401k Contribution Guidelines and Limitations

Federally mandated limitations govern how much an employee can contribute to his or her 401k plan each year, and how much the employer can likewise contribute to the company's plan. The following information and examples are provided by the IRS:

Limitation on Elective Deferrals

There is a limit on the amount of elective deferrals that you can contribute to your traditional or safe harbor 401(k) plan. The limit is increased annually, subject to cost-of-living increases. Generally, all elective deferrals that you make to all plans in which you participate must be considered to determine if the dollar limits are exceeded. Limits on the amount of elective deferrals that you can contribute to a SIMPLE 401(k) plan are different from those in a traditional or safe harbor 401(k).

Although general rules for 401(k) plans provide for the dollar limits as described above, that does not mean that you are entitled to defer that entire amount. Other limitations may come into play that would limit your elective deferrals to a lesser amount. For example, your plan document may provide a lower limit or the plan may need to further limit your elective deferrals in order to meet nondiscrimination requirements.

Catch-Up Contributions

A plan may permit participants who are age 50 or over at the end of the calendar year to make additional elective deferral contributions. These additional contributions (commonly referred to as “catch-up” contributions) are not subject to the general limits that apply to 401(k) plans. An employer is not required to provide for catch-up contributions in any of its plans. However, if your plan does allow catch-up contributions, it must allow all eligible participants to make the same election with respect to catch-up contributions.

If you participate in a traditional or safe harbor 401(k) plan and you are age 50 or older, the elective deferral limit increases annually, subject to cost-of-living increases. If you participate in a SIMPLE 401(k) plan and you are age 50 or older the elective deferral limit increases annually, subject to cost-of-living increases.

The catch-up contribution you can make for a year cannot exceed the lesser of the following amounts: The catch-up contribution limit, above, or the excess of your compensation over the elective deferrals that are not catch-up contributions.

If you participate in plans of different employers, you can treat amounts as catch-up contributions regardless of whether the individual plans permit those contributions. In this case, it is up to you to monitor your deferrals to make sure that they do not exceed the applicable limits.

Example: If Joe Saver, who’s over 50, has only one employer and participates in that employer’s 401(k) plan, the plan would have to permit catch-up contributions before he could defer the maximum of $20,500 for 2008 (the $15,500 regular limit for (example) 2008 plus the $5,000 catch-up limit for 2008). If the plan didn’t permit catch-up contributions, the most Joe could defer would be $15,500. However, if Joe participates in two 401(k) plans, each maintained by an unrelated employer, he can defer a total of $20,500 even if neither plan has catch-up provisions. Of course, Joe couldn’t defer more than $15,500 under either plan and he would be responsible for monitoring his own contributions.
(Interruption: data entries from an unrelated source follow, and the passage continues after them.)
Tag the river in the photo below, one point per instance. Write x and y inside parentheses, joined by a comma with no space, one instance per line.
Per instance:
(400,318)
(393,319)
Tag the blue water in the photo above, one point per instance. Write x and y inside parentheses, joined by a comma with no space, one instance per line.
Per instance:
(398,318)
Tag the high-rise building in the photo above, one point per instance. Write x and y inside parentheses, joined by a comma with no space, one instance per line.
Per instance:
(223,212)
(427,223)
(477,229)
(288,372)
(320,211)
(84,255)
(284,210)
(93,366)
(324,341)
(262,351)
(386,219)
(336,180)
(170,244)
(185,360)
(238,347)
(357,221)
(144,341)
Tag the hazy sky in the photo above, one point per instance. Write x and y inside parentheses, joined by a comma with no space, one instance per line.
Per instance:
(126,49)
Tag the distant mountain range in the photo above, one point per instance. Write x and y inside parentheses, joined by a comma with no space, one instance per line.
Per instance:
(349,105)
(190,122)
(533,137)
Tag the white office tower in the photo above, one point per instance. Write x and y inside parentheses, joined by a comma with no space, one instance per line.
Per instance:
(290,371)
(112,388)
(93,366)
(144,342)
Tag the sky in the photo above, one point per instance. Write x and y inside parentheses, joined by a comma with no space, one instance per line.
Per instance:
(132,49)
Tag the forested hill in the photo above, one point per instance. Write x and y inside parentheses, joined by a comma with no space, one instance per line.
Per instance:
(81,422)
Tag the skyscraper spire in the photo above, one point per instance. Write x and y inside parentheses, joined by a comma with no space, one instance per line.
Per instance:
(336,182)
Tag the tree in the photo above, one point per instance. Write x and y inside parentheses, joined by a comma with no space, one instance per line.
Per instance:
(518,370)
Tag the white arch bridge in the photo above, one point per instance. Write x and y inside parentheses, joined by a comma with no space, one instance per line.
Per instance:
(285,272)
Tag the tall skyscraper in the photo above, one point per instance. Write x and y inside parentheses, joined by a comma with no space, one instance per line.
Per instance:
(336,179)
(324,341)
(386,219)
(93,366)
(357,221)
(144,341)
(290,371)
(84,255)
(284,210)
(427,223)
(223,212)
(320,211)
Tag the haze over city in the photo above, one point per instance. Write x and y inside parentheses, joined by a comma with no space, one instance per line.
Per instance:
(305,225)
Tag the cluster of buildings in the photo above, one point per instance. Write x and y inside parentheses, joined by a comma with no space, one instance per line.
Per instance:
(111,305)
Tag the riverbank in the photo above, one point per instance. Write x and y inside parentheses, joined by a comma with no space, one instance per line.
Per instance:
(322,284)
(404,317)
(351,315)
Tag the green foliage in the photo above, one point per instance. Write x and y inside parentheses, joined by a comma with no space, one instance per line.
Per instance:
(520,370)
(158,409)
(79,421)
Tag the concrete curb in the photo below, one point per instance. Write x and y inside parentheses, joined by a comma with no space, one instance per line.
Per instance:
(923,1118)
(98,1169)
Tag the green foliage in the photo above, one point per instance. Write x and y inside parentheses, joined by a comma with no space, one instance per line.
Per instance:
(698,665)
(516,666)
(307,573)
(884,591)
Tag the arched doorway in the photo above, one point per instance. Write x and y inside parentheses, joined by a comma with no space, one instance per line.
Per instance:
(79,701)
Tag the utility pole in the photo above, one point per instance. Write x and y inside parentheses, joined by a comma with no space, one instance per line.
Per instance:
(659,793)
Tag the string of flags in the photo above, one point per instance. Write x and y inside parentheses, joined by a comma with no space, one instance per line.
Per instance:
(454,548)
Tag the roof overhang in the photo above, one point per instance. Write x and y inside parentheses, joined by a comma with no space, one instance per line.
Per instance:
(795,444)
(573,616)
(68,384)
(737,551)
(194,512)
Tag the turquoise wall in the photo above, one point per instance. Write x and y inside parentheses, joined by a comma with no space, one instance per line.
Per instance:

The rules relating to catch-up contributions are complex and your limits may differ according to provisions in your specific plan. You should contact your plan administrator to find out whether your plan allows catch-up contributions and how the catch-up rules apply to you.

Treatment of Excess Deferrals

If the total of your elective deferrals is more than the limit, you can have the difference (called an excess deferral) returned to you from any of the plans that permit these distributions. You must notify the plan by April 15 of the following year of the amount to be paid from the plan. The plan must then pay you that amount plus allocable earnings by April 15 of the year following the year in which the excess occurred.

Excess Withdrawn by April 15

If you withdraw the excess deferral for (example) 2007 by April 15, 2008, it is includable in your gross income for 2007, but not for 2008. However, any income earned on the excess deferral taken out is taxable in the tax year in which it is taken out. The distribution is not subject to the additional 10% tax on early distributions.

Excess Not Withdrawn by April 15

If you do not take out the excess deferral by (example) April 15, 2008, the excess, though taxable in 2007, is not included in your cost basis in figuring the taxable amount of any eventual distributions from the plan. In effect, an excess deferral left in the plan is taxed twice, once when contributed and again when distributed. Also, if the entire deferral is allowed to stay in the plan, the plan may not be a qualified plan.

Reporting Corrective Distributions on Form 1099-R

Corrective distributions of excess deferrals (including any earnings) are reported to you by the plan on Form 1099-R, Distributions From Pensions, Annuities, Retirement or Profit-Sharing Plans, IRAs, Insurance Contracts, etc.

Additional Limits

There are other limits that restrict contributions made on your behalf. In addition to the limit on elective deferrals, annual contributions to all of your accounts - this includes elective deferrals, employee contributions, employer matching and discretionary contributions and allocations of forfeitures to your accounts - may not exceed the lesser of 100% of your compensation or (example) $46,000 (for 2008, $49,000 for 2009). In addition, the amount of your compensation that can be taken into account when determining employer and employee contributions is limited. In 2008, the compensation limitation was $230,000; for 2009, the limit was $245,000. This limit also increases annually, subject to cost-of-living.